Era il 25 ottobre del 2005 a Ponticelli: un giorno qualunque, improvvisamente destinato ad assumere le sembianze della data da ricordare, perché associata ad una tragedia imprevedibile, ma evitabile.
Via Carlo Miranda è una delle tante strade che accoglie palazzoni di case popolari e terra incolta, nel limbo di terra compreso tra il parco comunale intitolato ai fratelli de Filippo e quello che all’epoca dei fatti si apprestava a diventare l’ospedale del Mare. È lì che giaceva quel palazzo in costruzione, abbandonato da anni, recintato in maniera grossolana e quindi facilmente accessibile a chiunque, soprattutto ai bambini e ai ragazzini del quartiere, notoriamente attratti da quella tipologia di strutture abbandonate a sé stesse, perché lì si può giocare indisturbati, sprezzanti della pericolosità insita nel raggirarsi tra le pareti del degrado e della fatiscenza, inconsapevoli del fatto che il pericolo può celarsi dietro l’angolo e non per modo di dire.

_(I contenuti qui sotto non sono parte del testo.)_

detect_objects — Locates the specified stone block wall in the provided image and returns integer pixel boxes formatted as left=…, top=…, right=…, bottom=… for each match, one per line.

Francesco Paolillo è un quattordicenne che come tanti ragazzini del quartiere è solito recarsi tra i relitti di quella fatiscente costruzione per giocare. Quel giorno, però, Francesco precipita nella tromba dell’ascensore dal sesto piano.
Il giovane muore in ospedale, forse, con la responsabile colpa del ritardo con il quale i soccorsi sono giunti sul posto. Il corpo agonizzante di Francesco ha atteso i soccorsi per circa un’ora e mezza, secondo la versione dei testimoni del quartiere che denunciano di aver fatto telefonate, a lungo a vuoto, al 118, ai vigili del fuoco, fino all’arrivo dei carabinieri.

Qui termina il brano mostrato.